The Process of Existential Psychotherapy
The existentially-oriented psychotherapist guides his or her clients to confront life’s anxieties. If the client has not been fully exercising the freedom to choose, the therapist will lead a discovery of how and why the client is stuck. The client may have been allowing others to make important decisions which he or she alone should be making, or the client may be afraid to take the risks required to grow and is instead choosing an easy and non-threatening path. The psychotherapist will encourage his or her clients to reflect on the aloneness and meaninglessness of life, and to understand how they can find their own ways to cope with these anxieties. The therapist does not try to eliminate these anxieties, but instead encourages the client to face them head-on. Alternative paths can be explored together. The risks entailed with these paths can be evaluated, and the client will then be able to make new, more authentic choices.
The existential psychotherapist is not overly concerned with the client’s past; instead, the emphasis is on the choices to be made in the present and future.
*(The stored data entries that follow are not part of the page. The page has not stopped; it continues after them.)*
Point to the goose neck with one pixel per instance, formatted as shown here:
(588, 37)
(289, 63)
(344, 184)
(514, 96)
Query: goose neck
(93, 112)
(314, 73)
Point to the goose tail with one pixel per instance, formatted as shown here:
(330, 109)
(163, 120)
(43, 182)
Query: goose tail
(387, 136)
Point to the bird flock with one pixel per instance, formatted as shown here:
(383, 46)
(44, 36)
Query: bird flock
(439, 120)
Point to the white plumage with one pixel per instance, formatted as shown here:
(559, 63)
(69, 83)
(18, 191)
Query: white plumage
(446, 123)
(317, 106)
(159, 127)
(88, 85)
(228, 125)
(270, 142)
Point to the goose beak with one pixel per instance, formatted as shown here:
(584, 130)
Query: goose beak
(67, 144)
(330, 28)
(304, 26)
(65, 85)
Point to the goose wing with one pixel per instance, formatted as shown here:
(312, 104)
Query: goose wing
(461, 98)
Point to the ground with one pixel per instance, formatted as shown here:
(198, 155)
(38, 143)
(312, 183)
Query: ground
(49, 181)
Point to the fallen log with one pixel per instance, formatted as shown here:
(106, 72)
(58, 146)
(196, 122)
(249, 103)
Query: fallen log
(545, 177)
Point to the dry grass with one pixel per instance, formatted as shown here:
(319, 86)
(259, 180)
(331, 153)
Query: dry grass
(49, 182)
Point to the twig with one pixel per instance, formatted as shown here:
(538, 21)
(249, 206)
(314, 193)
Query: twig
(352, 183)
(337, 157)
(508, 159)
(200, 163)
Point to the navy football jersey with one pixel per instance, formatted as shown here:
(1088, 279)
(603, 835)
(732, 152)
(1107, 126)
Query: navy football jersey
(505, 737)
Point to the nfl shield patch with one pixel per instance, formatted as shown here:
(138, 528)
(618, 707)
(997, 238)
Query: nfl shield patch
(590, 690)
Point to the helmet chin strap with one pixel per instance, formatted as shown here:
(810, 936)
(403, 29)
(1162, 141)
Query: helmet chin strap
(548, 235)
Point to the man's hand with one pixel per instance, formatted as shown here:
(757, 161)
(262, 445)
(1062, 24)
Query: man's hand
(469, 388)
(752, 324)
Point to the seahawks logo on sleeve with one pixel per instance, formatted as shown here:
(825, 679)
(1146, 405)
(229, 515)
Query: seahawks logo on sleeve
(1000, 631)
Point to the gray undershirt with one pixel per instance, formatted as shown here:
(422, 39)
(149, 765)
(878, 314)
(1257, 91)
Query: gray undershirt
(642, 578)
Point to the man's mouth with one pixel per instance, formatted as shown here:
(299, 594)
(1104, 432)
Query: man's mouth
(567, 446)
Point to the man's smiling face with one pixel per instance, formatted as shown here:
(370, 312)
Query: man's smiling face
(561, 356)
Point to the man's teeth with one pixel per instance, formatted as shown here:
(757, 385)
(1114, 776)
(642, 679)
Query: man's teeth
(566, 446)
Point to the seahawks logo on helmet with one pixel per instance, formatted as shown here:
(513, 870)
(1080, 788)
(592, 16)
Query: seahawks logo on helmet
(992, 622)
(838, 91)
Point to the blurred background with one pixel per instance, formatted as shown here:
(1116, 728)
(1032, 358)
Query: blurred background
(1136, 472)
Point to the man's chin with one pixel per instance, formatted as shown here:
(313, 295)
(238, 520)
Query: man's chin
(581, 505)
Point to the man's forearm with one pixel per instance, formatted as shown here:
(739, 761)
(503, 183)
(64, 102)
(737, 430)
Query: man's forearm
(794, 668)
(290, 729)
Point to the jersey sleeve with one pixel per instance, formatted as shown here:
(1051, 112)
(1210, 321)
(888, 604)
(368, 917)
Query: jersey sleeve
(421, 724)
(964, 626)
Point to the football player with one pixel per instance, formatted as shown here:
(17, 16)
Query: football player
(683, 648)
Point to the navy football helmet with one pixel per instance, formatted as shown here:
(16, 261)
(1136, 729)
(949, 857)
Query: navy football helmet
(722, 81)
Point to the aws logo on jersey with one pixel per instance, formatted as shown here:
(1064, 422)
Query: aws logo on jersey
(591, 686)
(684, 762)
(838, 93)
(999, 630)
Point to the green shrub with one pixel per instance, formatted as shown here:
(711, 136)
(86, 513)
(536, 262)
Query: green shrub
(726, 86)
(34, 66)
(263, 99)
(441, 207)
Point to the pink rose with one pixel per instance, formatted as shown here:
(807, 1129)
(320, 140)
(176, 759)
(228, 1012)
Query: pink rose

The therapist and the client may reflect upon how the client has answered life’s questions in the past, but attention ultimately shifts to searching for a new and increased awareness in the present and enabling a new freedom and responsibility to act. The client can then accept the nature of their own existence and discover meaningful ways forward. By accepting this, they can overcome their anxieties, and instead view life as moments, in which they are fundamentally free together with a responsibility to make choices that will direct their existence.